E para convencer mais e mais os filipenses, Paulo introduz, na sua exortação, um hino maravilhoso, composto naqueles anos e cantado em muitas comunidades.
Nele é narrada a história de Jesus: ele, o Filho de Deus, não aproveitou de sua condição divina para ser superior, mas se fez homem (sem perder sua condição divina), e foi desprezado, tratado como escravo, daquele ao qual os romanos reservaram a morte de cruz.
Esse caminho de humilhação de si mesmo, essa descida até o último posto levou Cristo à glorificação. Nós imaginamos Deus como o vencedor, como aquele que pode fazer o que quer, como o ser supremo que cria o universo, para ter alguém que se ajoelhe diante dele, louve sua grandeza e o sirva. Essa imagem não é correta.
O verdadeiro Deus é aquele que revelou seu rosto em Jesus que morre na cruz. Contemplando o Crucificado, percebemos que ele é pobre, não guardou nada para si, doou tudo para nós. Na cruz temos a medida do seu imenso amor por nós e nos é proposta também a medida de amor que somos chamados a oferecer aos nossos irmãos.
O Evangelho de hoje faz parte da conversa entre Jesus e Nicodemos. Jesus lhe fala de si mesmo, na linguagem do Filho do Homem. Jesus fez alusão também à serpente de bronze erguida por Moisés no deserto, que curou os doentes que a contemplavam.
Assim, o Filho do Homem será levantado, diz Jesus a Nicodemos, para que quem nele crer tenha vida plena. Jesus declara que Deus enviou seu Filho ao mundo para a salvação e não para o julgamento.
Jesus será levantado na cruz, que se tornará o sinal de sua glorificação. Na presença de Jesus, especialmente de sua cruz, acontece o julgamento para quem não crê e a salvação para quem aceita sua proposta.
Este anúncio nos enche de alegria e de esperança. É por isso que a cruz de Jesus é gloriosa e não fonte de sofrimento. Pela sua crucifixão, fomos salvos.

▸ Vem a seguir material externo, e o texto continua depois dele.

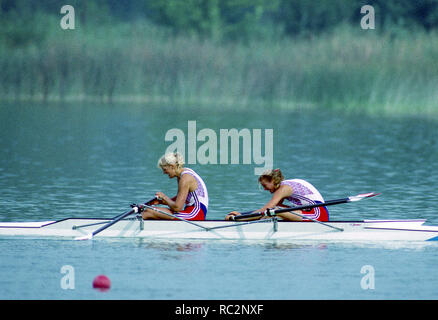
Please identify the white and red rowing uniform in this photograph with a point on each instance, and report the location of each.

A Igreja nos ensina a cantar: “Nossa glória é a cruz onde nos salvou Jesus”.
CRUCIFICADOS E CIRINEUS
No caminho do calvário, Jesus foi ajudado por Cirineu. Foi o gesto da solidariedade. Hoje existem crucificados: os excluídos, os explorados, os doentes, os que passam fome, os que estão sem teto. O tema deste domingo, ajudou-me a lembrar que este jornal tem despertado várias reflexões sobre os crucificados da nossa cidade: é a mídia-solidária. Tais notícias revelam os cirineus que aparecem ajudando aqueles que aguardam esperançosos serem descidos da cruz como ressuscitados. Na cruz ninguém está só! De alguma forma todo coração sofrido é preenchido pela paz que só a fraternidade oferece.
FRATERNIDADE E VIDA
Todas as religiões sérias procuram viver um tripé: a doutrina, ser missionário e a solidariedade. Ao exercer este tripé agradam a Deus porque expressam seu verdadeiro papel no mundo. Todos que semeiam a boa semente da fraternidade que gera Vida devem ser animados e encorajados a dar continuidade. Só encontro Deus se amo meu próximo.
PENSAMENTO
“É dando que se recebe” (São Francisco de Assis).